I regret that I have only one upvote for that first comment, btw.
I love that the Blu-ray sets include Serling’s preview segments. Some of mine also have his in-show ads thrown in for good measure, which is really cool. There’s a risk I may start smoking because a now-dead Rod Serling is very charismatic made a good case for a brand of cigarettes.
Funny that the extremely scientific way that the loneliness thing was actually resolved was โhey what if we jam a few other guys in there?โ
“What if instead of having to talk to himself, he talked to … another guy?”
I think eventually there will be a space mission where it turns out two people in a cramped space is a worse idea than just one person. But somehow there has not been a fistfight in space yet.
I just looked at Serling’s Wikipedia bio, to see where he was in his life. His star was already rising with the success of the TV play Requiem for a Heavyweight, he was already wrting sociopolitical themes and getting corporate resistance, and he had moved to Hollywood. Interesting things in his background, mostly his service in the Pacific theater in WWII and his love of sports.
We know Robert Stevens from Alfred Hitchcock Presents. He won’t be a presence here, but it was a good move having an AHP veteran help out early on. Obviously, starting with Herrmann was a great decision. And of course we have the familiar face and voice of James Gregory, a moderately familiar face at this time, prior to The Manchurian Candidate.
Worth noting of course that once we started going to space, no one was ever out of contact with Earth for very long, and that the trip to the moon takes about three to four days. But there were a lot of ideas still being bandied about in those early years.

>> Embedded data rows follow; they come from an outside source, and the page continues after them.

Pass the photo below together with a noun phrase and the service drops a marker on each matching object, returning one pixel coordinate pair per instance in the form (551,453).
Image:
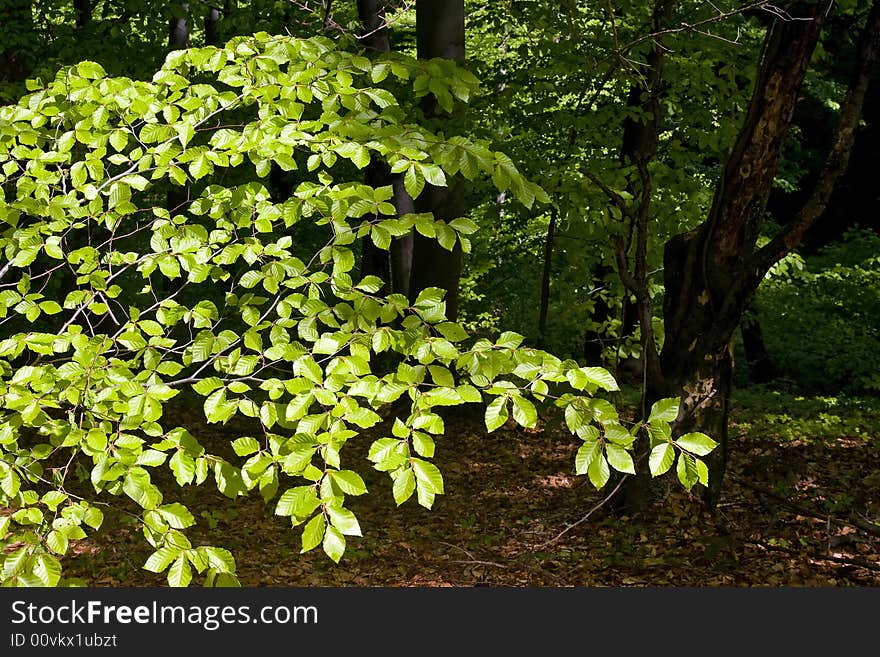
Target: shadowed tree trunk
(712,272)
(178,30)
(212,18)
(760,365)
(394,265)
(546,275)
(83,10)
(439,33)
(17,21)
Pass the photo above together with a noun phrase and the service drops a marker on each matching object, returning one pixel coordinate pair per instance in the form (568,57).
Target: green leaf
(586,454)
(313,532)
(661,459)
(600,377)
(696,443)
(524,412)
(664,410)
(496,413)
(47,569)
(429,475)
(161,558)
(93,517)
(349,482)
(298,502)
(177,515)
(180,573)
(686,469)
(15,563)
(414,180)
(404,485)
(619,458)
(334,543)
(245,446)
(57,542)
(344,520)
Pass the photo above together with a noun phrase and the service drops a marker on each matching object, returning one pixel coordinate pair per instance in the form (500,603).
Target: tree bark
(395,265)
(546,276)
(16,17)
(83,10)
(712,272)
(439,33)
(212,18)
(758,358)
(178,30)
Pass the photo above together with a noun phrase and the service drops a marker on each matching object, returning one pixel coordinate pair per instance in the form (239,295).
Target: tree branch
(838,158)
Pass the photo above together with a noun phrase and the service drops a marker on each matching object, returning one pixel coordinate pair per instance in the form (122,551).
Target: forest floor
(803,474)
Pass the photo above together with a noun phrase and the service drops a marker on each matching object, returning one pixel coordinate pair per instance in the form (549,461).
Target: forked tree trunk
(712,272)
(439,33)
(394,265)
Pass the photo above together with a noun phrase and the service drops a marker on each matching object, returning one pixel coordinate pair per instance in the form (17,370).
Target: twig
(586,517)
(847,561)
(864,525)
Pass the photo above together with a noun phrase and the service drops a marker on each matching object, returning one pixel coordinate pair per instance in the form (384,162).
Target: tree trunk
(710,273)
(212,18)
(394,266)
(439,33)
(83,10)
(178,30)
(16,17)
(758,359)
(546,276)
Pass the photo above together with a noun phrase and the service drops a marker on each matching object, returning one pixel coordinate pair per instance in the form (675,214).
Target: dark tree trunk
(17,21)
(212,18)
(761,367)
(439,33)
(396,265)
(178,30)
(712,272)
(546,276)
(83,10)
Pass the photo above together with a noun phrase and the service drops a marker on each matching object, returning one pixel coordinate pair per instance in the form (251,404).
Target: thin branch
(836,163)
(598,506)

Serling’s WWII service will factor in frequently as we move forward, and we’ll see his affection for boxing appear as well. (And I love Requiem for a Heavyweight and Patterns, of those early teleplays!)
It was fun seeing Robert Stevens again after having typed his name so often in the preceding weeks.
I’m always fascinated by science fiction written before our actual trip to the moon. It’s really interesting to see the possibilities of something we’re now (roughly, relatively) familiar with being felt out and expanded on as they were still developing.
The 1961 Arthur C. Clarke novel A Fall of Moondust was built on the premise that the lunar seas are very much like seas, and a craft literally sinks into the sands. Clarke was hardly the only person wondering if solid objects would be stable on the Moon’s surface, and it wasn’t till the first landers got there that anyone was sure Apollo would not sink away.
I should read that. The only full-length Clarke I’ve read was Childhood’s End, which I really liked, so I’ve been meaning to go back for more.